Collater

class fairseq2.data.Collater(pad_value=None, pad_to_multiple=1, overrides=None)[source]

Bases: object

Concatenate a list of inputs into a single inputs.

Used to create batches. If all tensors in the input example have the same last dimension, Collater returns the concatenated tensors.

Otherwise pad_value is required, and the last dimension of the batch will be made long enough to fit the longest tensor, rounded up to pad_to_multiple.
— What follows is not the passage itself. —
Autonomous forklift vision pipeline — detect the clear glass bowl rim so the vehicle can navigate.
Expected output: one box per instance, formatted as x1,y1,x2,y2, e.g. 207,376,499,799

The returned batch is then a dictionary with the following keys:

{
    "is_ragged": True/False # True if padding was needed
    "seqs": [[1, 4, 5, 0], [1, 2, 3, 4]]  # "(Tensor) concatenated and padded tensors from the input
    "seq_lens": [3, 4]  # A tensor describing the original length of each input tensor
}

Collater preserves the shape of the original data. For a tuple of lists, it returns a tuple of batches. For a dict of lists, it returns a dict of lists.

Parameters:
  • pad_value (Optional[int]) – When concatenating tensors of different lengths, the value used to pad the shortest tensor

  • pad_to_multiple (int) – Always pad to a length of that multiple.

  • overrides (Optional[Sequence[CollateOptionsOverride]]) – List of overrides CollateOptionsOverride. Allows to override pad_value and pad_to_multiple for specific columns.

__call__(data)[source]

Concatenate the input tensors

Return type:

Any